Chronique

Stéphane Mercier Quartet

Walking The Soul Map

Stéphane Mercier (as, fl), Charles Loos (p), Bas Cooijmans (b), Marek Patrman (dms)

Label / Distribution : Mogno

Sur l’album comme en concert, la jolie sonorité (à la fois brillante et sablée) de Stéphane Mercier tout comme son phrasé vif et inspiré, participent largement de la réussite, de l’immédiateté jouissive du Mo’ Avast Band de Mauro Gargano, dont nous avons pensé le plus grand bien. Il était temps d’aller plus avant dans la découverte d’un saxophoniste qui souffre en France d’un manque de visibilité dû au grand mur invisible qui semble se dresser entre nous et nos voisins belges. Dommage, car le musicien est aussi talentueux que l’homme est attachant. Et c’est probablement parce qu’il joue comme il parle, honnêtement et en restant attentif à l’autre, que sa route a croisé celle de musiciens aussi prestigieux que Chris Cheek, Mark Turner, Miguel Zenon, Seamus Blake ou Jeff Ballard.

Sur le label Mognomusic paraît Walking the Soul Map, son quatrième album en tant que leader, tout au long duquel ses qualités d’instrumentiste servent des compositions et des reprises traitées avec élégance. Cet amoureux de la mélodie ne cherche pas à la perdre de vue, à la déguiser, la contourner ou la repenser. Il la joue, concentré sur le son, et son saxophone (un magnifique Conn de 1940) n’a de cesse de chanter, comme le firent avant lui ceux de Sonny Stitt ou de Julian Cannonball Adderley.

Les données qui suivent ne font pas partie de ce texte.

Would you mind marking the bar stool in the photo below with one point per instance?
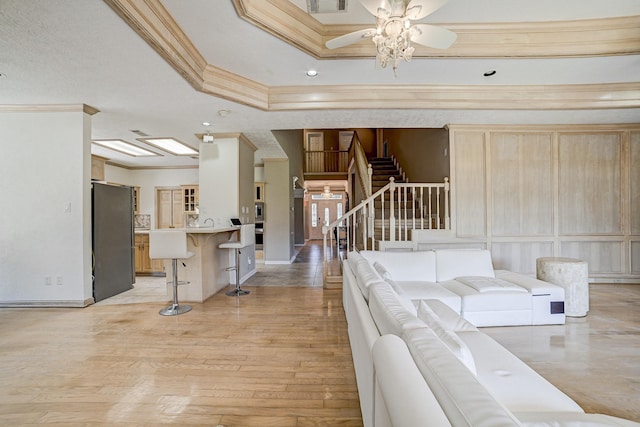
(170, 244)
(247, 238)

Son phrasé limpide, résolument bop, chemine avec légèreté entre les accords consonants et moelleux de Charles Loos, accompagnateur prévenant, soliste délicat au jeu d’une grande musicalité. On ne joue pas par hasard avec Chet Baker, Art Farmer ou Johnny Griffin, et ce pianiste montre ici combien sa maîtrise sereine et sa générosité peuvent être précieuses.

Complété par le solide tandem rythmique Bas Cooijmans(contrebasse) et Marek Patrman (batterie), le quartet développe un jeu collectif au sein duquel les rôles sont traditionnellement répartis mais où chacun dispose d’un périmètre de liberté rendu confortable par l’aspect « cool » et aéré des thèmes et des arrangements. D’où, pour l’auditeur, le plaisir d’écouter une musique simple et chaleureuse qui vit à travers de belles intentions musicales, des lignes mouvantes nées d’un souci évident de l’interaction. Car le groupe carbure à l’empathie et l’on ressent bien le plaisir que les quatre musiciens ont pris à jouer ensemble, à donner autant d’importance au son collectif et au soutien mutuel qu’à la qualité de leurs interventions personnelles.

Sans forcer le trait, les morceaux ont tous un petit quelque chose qui incite à y revenir. Les notes bleues du saxophoniste sur « Back To The Land », la ligne de contrebasse élastique et en perpétuelle réinvention de « Ma Elle », délicatement groovy, le lyrisme de Charles Loos sur « La chapelle », la sensibilité de « Fragile », le doux optimisme de « Matis », l’entêtant motif de flûte de « Djorolen » ou le dynamisme de « Straighten Up And Fly Right » (en version trio) de Nat King Cole contribuent, entre autres beaux moments, à faire de ce Walking The Soul Map un disque plein de charme que vous pourrez vous procurer en quelques clics sur le site du label.